M. A. Parks1, 2, K. Scheurlen1, D. Snook1, C. Seraphine1, S. Galandiuk1 1Price Institute of Surgical Research, Division Of Colorectal Surgery, Louisville, KENTUCKY, USA 2University of Louisville, School Of Medicine, Louisville, KENTUCKY, USA
Introduction: Early onset colorectal cancer (EOCRC)(<50 years) is a growing cause of cancer-related deaths in the United States. Similarly, obesity rates continue to trend up. CRC progression is affected by inflammation mediated through tumor-associated macrophages (TAMs) of a largely anti-inflammatory M2-like phenotype, that is associated with worse CRC prognosis.
The impact of the adipokine adiponectin on M2-like macrophages and progression in CRC is poorly understood. Anti-inflammatory cytokine expression, downregulation of the transcription factor Peroxisome Proliferator Activated Receptor g (PPARγ) and upregulation of Nuclear factor-κB (NF-κB) are associated with advanced tumor stage and worse outcome in patients with CRC. The aim was to investigate the effects of adiponectin on tumor-promoting cytokines, transcription factors, and cell surface markers following adiponectin treatment in M2-like macrophages.
Methods: THP-1 cells were seeded onto culture plates and polarized into a distinct M2-like macrophage phenotype within 14 days. Cells were then treated with adiponectin for either 3, 6, 18, or 24 hours. mRNA was extracted and qRT-PCR was performed. Cytokine gene expression was measured relative to untreated control cells. For statistical analysis, paired t-tests were used.

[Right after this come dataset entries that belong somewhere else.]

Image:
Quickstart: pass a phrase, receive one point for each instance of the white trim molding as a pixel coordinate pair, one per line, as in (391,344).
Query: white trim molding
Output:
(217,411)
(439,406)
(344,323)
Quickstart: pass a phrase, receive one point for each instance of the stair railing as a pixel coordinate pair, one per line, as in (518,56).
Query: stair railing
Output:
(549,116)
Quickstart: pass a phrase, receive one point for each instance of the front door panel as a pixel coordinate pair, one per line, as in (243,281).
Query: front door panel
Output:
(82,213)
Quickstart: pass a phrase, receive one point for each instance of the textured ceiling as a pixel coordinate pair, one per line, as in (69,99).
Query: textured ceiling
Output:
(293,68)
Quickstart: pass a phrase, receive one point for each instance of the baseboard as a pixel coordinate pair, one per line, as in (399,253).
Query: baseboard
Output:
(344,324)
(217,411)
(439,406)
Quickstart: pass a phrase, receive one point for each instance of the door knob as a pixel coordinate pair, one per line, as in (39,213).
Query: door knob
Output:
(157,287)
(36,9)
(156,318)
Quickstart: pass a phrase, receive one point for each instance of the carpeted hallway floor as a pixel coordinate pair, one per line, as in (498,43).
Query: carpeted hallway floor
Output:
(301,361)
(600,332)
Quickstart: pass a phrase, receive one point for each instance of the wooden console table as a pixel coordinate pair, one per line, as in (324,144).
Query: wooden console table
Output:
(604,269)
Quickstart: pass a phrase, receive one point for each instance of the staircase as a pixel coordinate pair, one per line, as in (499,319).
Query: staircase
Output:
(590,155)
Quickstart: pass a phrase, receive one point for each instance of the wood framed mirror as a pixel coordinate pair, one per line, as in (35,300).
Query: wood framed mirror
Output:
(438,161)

Results: Following adiponectin treatment, M2-like macrophages showed a peak upregulation of the anti-inflammatory tumor-promoting cytokines C-C Motif Chemokine Ligand 22 (CCL22) after 24 hours (42-fold, p=0.002) and interleukin-8 (IL-8) after 18 hours (683-fold, p=<0.001), while IL-10 expression was maximally downregulated after 24 hours (- 9-fold, p=<0.001) (Fig. 1B). Peak upregulation of the tumor-promoting proinflammatory cytokines IL-6 (1130-fold, p=0.001) and IL-1b (485-fold, p=<0.001) was reached after 6 hours of adiponectin treatment, respectively (Fig. 1A). Expression of the M1-like macrophage surface marker CD80 was maximally increased after 6 hours (52-fold, p=0.003), while expression of the M2-like marker CD206 showed the lowest decrease at 24 hours (- 30-fold, p=<0.001) (Fig. 1C). NF-κB expression was increased at all time points with a peak at 6 hours (20-fold, p=<0.001) (Fig. 1D). We observed no significant change in expression of PPARγ or anti-inflammatory CCL18.
Conclusion: Adiponectin promotes expression of cancer-related cytokines and NF-κB in M2-like macrophages, thereby triggering cancer progression in CRC. Upregulation of the M1-like cell surface marker CD80 following adiponectin treatment shows that a phenotypic change of macrophages towards an M1-like proinflammatory phenotype is induced. Adiponectin may be an important a link between obesity, inflammation and EOCRC.